Starting from spring 2020, professional athletes from non-EU countries will be able to get permanent residence in Germany through easier procedures than now, as the government will be introducing a new visa category dedicated to esports.
The German Esports Federation (ESBD), an association of organized eSports in Germany founded in November 2017, has announced this week that the German Federal Government and the States have approved new changes in regulation relevant to the recently introduced Skilled Immigration Act, which will come into force by March 2020.
The President of the ESBD Hans Jagnow, has applauded the introduction of the esports visa, in a press release issued by the ESBD.
“The German esports visa will be a big advantage for events hosted in Germany. We are the first country to establish a dedicated visa category for esports. There are more international esports events expected to take place in Germany,” he said.
According to him, with the recent move towards making it easier for professional athletes from non-EU countries to come to Germany, the country will serve as a model for other nations.

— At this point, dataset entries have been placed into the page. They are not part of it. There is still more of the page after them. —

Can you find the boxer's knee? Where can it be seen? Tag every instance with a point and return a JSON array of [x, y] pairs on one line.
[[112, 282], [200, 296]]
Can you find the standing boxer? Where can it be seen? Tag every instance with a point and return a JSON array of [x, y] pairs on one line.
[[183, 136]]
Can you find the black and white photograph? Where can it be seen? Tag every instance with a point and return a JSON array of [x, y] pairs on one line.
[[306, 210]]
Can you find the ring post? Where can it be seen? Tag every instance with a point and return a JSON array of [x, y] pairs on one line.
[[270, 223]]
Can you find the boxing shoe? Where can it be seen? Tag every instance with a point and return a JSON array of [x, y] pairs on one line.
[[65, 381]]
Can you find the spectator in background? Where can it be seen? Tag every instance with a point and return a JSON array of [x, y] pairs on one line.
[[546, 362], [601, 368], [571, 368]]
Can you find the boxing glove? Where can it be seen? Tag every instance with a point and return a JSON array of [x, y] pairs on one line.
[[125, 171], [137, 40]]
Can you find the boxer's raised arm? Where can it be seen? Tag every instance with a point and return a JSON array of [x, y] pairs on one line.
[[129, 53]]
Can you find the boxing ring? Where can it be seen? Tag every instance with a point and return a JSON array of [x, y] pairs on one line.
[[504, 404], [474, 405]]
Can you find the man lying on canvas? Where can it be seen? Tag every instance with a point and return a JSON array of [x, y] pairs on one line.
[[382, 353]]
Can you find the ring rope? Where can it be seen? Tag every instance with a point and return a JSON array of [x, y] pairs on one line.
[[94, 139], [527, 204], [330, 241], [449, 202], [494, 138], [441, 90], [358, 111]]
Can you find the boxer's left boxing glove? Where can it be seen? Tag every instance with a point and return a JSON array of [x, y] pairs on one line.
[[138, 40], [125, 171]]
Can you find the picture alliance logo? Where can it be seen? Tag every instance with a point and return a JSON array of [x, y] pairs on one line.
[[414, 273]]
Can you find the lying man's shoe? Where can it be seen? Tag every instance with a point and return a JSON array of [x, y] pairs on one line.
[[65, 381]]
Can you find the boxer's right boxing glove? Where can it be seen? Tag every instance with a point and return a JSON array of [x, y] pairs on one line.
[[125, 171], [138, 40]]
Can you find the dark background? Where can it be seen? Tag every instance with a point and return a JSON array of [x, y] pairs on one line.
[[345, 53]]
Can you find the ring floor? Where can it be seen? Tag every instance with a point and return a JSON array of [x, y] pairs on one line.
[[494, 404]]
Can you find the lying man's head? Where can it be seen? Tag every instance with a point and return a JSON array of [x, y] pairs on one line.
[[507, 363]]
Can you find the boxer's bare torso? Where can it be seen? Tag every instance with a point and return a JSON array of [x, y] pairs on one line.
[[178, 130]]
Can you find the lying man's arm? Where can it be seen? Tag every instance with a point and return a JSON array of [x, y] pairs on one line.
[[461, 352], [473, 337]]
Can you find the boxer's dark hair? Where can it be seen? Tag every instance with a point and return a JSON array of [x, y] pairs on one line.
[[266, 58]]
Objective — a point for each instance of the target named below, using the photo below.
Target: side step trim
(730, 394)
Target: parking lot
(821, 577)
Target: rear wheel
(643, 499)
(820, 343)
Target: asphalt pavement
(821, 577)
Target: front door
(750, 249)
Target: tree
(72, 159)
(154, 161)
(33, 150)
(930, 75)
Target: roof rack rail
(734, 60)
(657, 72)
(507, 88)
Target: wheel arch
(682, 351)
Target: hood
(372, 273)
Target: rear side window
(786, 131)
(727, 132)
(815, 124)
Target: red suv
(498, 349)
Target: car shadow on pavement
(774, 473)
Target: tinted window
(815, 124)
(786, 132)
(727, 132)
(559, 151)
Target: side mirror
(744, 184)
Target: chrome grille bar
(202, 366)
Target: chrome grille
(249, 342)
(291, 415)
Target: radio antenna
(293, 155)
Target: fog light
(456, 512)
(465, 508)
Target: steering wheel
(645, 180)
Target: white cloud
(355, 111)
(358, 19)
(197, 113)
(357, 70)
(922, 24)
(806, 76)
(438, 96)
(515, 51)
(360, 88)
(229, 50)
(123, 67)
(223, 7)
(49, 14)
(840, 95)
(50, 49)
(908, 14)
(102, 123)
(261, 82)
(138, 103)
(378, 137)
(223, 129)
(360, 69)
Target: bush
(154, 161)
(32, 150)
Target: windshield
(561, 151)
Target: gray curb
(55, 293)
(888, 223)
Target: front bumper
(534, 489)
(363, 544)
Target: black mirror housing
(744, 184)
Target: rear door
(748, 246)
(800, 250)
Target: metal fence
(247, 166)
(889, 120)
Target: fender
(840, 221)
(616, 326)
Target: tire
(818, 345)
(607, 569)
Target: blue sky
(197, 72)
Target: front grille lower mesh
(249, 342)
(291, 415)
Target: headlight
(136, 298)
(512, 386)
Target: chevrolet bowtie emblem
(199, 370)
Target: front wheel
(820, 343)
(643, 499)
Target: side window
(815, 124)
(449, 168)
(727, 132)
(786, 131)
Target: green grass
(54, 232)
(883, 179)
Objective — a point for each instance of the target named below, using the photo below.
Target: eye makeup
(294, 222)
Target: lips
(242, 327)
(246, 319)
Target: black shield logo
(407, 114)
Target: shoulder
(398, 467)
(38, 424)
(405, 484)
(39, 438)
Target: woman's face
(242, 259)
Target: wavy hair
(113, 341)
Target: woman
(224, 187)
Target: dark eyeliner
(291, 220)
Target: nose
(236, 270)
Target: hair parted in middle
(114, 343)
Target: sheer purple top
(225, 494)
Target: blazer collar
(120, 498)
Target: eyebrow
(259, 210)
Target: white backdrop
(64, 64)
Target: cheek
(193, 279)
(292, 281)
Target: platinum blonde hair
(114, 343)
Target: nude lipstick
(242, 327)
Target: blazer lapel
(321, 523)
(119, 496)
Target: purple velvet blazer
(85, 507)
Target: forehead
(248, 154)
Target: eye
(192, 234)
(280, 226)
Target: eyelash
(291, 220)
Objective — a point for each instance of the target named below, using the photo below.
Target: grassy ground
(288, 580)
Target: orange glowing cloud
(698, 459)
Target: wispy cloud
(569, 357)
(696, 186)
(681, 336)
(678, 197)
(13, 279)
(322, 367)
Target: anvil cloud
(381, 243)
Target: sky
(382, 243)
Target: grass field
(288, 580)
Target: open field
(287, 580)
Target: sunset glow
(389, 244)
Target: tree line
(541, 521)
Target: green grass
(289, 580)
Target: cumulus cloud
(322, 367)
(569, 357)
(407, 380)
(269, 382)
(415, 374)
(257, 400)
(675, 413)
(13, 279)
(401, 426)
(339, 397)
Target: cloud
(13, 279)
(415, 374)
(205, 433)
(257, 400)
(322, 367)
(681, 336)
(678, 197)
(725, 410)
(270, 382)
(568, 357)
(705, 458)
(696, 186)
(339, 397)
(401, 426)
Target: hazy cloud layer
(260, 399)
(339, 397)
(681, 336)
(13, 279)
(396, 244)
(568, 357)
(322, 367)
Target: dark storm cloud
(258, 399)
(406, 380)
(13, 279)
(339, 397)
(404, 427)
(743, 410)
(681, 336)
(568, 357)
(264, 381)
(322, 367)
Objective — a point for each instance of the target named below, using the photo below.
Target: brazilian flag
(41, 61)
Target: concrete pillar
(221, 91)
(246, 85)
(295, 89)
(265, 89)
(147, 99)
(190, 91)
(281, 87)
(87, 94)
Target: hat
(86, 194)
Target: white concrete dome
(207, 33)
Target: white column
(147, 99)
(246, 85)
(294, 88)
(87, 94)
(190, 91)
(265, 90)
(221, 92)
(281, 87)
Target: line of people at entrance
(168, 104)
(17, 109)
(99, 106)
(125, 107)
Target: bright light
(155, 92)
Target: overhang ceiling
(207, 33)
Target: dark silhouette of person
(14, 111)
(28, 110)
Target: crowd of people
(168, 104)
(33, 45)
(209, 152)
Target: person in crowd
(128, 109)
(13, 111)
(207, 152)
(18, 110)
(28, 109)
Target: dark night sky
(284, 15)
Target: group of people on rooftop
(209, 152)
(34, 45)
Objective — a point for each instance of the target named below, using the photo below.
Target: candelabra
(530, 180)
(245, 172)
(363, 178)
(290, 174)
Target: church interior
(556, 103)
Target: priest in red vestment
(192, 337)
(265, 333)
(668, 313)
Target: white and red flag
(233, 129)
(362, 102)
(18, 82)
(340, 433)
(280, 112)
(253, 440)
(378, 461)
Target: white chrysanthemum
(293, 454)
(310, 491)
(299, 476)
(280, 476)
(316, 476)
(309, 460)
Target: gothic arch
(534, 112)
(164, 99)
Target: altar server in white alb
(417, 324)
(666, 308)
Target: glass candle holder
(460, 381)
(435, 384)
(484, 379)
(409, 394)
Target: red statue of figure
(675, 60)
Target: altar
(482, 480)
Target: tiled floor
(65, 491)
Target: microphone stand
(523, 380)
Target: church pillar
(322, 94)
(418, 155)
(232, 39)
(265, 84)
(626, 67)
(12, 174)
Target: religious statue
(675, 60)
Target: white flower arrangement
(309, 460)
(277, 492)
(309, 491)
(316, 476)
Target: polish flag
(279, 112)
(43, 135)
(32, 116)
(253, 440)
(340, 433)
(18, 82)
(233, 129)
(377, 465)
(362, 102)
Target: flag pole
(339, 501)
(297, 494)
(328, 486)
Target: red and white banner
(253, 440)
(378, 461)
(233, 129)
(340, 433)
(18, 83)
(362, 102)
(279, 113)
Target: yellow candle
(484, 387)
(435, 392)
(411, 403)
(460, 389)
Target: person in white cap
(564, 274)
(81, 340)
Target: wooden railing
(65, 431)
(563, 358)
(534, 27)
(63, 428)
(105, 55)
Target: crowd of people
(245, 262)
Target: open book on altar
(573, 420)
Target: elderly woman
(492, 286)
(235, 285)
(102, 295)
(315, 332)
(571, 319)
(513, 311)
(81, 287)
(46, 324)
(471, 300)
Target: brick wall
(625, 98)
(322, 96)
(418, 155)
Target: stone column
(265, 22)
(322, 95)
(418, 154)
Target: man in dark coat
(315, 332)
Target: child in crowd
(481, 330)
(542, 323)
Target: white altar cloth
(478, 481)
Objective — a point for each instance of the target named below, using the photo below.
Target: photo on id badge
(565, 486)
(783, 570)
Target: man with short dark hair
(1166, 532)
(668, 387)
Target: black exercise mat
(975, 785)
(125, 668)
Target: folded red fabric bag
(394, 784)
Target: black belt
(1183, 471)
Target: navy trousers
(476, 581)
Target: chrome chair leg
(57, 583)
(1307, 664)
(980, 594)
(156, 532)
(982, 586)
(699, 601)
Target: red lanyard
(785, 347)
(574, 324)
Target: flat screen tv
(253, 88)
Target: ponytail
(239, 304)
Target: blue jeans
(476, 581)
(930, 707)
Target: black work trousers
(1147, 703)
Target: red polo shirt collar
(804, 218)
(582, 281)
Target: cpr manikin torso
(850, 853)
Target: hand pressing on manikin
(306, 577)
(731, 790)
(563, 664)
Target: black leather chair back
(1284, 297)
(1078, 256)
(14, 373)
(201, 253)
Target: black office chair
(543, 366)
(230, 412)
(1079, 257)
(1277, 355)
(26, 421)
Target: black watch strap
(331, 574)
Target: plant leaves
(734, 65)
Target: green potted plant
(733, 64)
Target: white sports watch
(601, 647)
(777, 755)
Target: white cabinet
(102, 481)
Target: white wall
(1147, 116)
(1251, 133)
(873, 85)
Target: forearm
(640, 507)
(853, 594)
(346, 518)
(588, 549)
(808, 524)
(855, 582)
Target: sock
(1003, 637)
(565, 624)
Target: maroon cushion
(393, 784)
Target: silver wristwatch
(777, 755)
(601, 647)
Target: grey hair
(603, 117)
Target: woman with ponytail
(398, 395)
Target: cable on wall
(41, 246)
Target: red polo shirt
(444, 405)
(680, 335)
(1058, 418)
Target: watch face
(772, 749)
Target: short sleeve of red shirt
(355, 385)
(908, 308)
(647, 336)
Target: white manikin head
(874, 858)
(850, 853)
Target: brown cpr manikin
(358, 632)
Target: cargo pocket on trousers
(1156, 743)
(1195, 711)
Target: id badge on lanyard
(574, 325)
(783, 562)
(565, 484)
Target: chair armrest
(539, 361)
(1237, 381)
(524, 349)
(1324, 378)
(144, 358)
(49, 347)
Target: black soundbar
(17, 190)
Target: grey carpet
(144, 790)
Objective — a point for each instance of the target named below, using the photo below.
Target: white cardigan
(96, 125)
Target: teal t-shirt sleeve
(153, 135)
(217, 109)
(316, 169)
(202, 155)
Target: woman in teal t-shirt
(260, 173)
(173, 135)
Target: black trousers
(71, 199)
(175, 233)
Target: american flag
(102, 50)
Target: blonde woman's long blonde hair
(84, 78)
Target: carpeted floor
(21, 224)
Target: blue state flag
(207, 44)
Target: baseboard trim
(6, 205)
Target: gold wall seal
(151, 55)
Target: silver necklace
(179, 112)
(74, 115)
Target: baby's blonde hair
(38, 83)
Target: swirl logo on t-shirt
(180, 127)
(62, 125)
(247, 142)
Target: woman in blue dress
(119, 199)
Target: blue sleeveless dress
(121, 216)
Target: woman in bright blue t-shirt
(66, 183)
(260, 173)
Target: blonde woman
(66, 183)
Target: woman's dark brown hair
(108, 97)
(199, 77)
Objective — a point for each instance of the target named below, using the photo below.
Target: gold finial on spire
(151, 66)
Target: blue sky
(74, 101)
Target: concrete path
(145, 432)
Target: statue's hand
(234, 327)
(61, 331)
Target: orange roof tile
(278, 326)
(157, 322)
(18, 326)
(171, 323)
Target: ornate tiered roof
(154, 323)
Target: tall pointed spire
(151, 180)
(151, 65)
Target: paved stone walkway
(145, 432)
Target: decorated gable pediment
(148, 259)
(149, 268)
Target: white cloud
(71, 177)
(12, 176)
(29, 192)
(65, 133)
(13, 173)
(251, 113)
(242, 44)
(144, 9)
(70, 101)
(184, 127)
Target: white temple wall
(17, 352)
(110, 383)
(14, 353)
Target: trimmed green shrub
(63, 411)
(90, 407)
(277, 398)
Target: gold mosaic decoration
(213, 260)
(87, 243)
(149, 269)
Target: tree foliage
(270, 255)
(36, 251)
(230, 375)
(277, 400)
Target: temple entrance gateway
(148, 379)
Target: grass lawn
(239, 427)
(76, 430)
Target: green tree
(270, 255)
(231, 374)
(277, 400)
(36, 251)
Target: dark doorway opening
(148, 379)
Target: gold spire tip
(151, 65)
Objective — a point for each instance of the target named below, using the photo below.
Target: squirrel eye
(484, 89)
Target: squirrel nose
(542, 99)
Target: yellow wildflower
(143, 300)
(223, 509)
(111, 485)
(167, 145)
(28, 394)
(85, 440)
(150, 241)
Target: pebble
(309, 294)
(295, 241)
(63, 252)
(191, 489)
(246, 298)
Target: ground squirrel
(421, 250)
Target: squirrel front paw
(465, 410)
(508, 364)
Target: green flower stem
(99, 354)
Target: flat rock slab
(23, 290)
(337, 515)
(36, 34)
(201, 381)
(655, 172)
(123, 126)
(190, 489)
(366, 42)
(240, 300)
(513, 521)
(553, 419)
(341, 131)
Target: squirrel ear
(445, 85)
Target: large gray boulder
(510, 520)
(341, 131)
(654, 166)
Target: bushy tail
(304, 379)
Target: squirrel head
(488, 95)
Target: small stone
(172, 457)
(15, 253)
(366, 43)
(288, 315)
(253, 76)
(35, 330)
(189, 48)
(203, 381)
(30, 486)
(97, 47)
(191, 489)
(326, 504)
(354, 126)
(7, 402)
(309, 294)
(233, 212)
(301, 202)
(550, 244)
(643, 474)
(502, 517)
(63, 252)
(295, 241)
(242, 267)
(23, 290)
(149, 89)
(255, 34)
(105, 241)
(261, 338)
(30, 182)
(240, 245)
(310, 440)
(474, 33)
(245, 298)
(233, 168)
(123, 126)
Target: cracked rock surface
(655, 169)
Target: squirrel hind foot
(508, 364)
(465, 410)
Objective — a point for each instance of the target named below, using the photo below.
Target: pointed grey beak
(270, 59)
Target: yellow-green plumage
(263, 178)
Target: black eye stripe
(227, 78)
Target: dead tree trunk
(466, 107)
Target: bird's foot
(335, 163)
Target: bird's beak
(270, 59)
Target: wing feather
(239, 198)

He suggests that when the time comes for other countries to introduce such visa, the requirements for esports professionals shall be harmonized internationally to permit easy access to tournaments and leagues for esports athletes worldwide.
“Our determined effort over the last two years finally paid off. Visa issues at esports events in Germany will be a story of the past. The explicit recognition by the German government is an important signal in the national and international discussion about esports,” Jagnow is quoted to have said.
According to ESBD, some of the main conditions for applicants to get an esports visa is meeting the minimum age of 16 years old, a certain salary and a confirmation of professional activity by the federation responsible for esports.
The German Law on Skilled Immigrants as a part of which the esports visa is being introduced, has been approved over a year ago by the cabinet of Chancellor Merkel, in a bid to lure skilled foreign workers to the country to fill job shortages that EU nationals cannot. The law will come into effect by March 2020.